Spider-Man is the everyman superhero. Created by Stan Lee for Marvel Comics in 1962, Spider-Man is the alter ego of high school geek Peter Parker.
Superman is the ultimate superhero because of his unerring loyalty to doing good. But is he a true superhero since he only has powers because he’s an alien, from another planet? Or is he just a guy who fell to the ground on the right planet?

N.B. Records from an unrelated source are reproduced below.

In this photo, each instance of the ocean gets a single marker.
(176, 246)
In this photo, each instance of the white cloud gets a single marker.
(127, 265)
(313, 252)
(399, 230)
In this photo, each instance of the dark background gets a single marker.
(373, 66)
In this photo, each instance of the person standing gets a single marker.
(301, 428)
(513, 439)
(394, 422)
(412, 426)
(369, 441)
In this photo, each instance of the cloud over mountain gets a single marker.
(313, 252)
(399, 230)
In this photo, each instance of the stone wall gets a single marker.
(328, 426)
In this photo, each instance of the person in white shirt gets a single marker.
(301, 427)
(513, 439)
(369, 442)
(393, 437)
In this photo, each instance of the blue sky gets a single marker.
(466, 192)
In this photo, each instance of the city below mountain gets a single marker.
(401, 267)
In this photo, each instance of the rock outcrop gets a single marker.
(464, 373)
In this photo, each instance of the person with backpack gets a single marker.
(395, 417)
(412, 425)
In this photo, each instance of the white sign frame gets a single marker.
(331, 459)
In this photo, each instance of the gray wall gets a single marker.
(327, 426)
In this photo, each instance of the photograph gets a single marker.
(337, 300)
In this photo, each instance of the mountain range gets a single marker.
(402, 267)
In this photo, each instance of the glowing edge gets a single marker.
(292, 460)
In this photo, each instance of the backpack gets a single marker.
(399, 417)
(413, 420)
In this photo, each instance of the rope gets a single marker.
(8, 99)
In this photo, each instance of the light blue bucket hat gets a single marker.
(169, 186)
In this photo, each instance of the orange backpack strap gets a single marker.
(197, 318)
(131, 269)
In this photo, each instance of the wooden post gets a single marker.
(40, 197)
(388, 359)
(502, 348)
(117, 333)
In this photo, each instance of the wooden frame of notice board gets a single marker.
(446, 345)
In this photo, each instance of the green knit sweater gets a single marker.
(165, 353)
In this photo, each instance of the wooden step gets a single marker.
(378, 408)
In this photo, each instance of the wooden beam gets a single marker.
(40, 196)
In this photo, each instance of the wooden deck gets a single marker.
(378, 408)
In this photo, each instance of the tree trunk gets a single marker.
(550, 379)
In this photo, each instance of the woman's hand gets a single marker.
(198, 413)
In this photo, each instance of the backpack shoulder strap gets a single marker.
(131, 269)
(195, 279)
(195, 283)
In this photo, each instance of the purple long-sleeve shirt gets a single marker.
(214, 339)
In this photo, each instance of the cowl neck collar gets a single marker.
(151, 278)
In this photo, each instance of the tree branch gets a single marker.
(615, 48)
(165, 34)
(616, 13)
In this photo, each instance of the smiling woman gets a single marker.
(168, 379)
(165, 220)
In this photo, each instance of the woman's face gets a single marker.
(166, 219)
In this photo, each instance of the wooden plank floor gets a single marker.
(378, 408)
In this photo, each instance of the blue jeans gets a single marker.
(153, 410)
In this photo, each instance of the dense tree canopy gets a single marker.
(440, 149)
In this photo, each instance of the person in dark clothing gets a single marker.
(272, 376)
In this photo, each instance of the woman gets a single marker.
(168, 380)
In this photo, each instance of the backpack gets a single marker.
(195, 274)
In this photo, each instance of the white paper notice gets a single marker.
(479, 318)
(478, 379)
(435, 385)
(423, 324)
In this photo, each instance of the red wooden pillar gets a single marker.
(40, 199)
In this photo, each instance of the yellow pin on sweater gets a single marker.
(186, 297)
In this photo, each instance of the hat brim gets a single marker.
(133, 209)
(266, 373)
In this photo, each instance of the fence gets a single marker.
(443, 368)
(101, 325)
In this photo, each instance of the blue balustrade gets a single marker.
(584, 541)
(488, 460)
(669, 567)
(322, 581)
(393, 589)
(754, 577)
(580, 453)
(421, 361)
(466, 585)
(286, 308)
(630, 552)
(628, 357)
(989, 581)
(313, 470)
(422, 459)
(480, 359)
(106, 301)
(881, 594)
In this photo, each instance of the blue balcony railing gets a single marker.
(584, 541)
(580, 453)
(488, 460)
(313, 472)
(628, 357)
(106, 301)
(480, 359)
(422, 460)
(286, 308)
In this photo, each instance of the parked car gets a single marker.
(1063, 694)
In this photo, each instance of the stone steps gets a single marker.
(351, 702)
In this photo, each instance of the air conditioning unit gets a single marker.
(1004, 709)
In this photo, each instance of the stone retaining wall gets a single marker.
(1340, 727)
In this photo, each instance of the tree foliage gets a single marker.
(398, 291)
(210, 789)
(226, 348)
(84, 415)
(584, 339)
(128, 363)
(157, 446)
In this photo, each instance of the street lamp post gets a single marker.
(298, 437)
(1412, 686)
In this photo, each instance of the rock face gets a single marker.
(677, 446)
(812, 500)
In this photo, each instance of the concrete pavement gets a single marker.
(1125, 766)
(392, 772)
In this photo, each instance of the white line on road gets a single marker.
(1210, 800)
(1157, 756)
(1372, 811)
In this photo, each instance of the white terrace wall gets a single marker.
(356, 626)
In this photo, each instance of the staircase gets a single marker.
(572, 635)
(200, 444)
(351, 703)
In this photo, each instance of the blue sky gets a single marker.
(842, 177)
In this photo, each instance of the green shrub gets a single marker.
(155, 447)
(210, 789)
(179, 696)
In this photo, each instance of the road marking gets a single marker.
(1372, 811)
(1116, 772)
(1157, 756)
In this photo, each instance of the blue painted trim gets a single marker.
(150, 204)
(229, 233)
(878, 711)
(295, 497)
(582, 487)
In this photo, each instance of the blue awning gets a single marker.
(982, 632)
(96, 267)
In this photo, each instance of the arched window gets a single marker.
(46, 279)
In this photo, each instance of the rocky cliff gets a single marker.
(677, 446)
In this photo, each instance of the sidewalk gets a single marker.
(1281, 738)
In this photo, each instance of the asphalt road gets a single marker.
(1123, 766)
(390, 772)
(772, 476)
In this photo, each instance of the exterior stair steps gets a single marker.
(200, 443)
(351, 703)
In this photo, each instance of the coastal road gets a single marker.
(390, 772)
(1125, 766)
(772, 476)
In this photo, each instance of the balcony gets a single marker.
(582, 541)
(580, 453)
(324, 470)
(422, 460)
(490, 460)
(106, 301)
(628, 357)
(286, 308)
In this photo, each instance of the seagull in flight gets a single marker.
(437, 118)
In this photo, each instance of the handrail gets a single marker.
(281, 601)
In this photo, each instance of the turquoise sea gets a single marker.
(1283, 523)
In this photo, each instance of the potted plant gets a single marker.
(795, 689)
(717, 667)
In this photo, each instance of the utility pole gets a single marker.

Can you imagine a time when Batman wasn’t the Dark Knight we know now? Hard to believe the many transformations this superhero has seen through the years, especially on television.
- Wonder Woman
Wonder Woman made her debut in DC Comics’ “All Star Comics” in 1941. Over the decades, she’s appeared in her own comic book series, her own TV show, and her own feature film. She also was part of the ABC animated series “Super Friends,” which ran from 1973 to 1986.
- Bart Simpson
Bart Simpson is Homer Simpson’s son–and his arch nemesis. Bart lives torment Homer at every opportunity. Since his debut in 1987, Bart Simpson has become an icon in his own right, appearing in every episode of “The Simpsons” but one.
- Daffy Duck
Daffy Duck is to Bugs Bunny as Wile E. Coyote is to the Road Runner. He debuted in 1937’s “Porky’s Duck Hunt.” Over the decades he transformed from a clumsy clown to the sarcastic character we know today.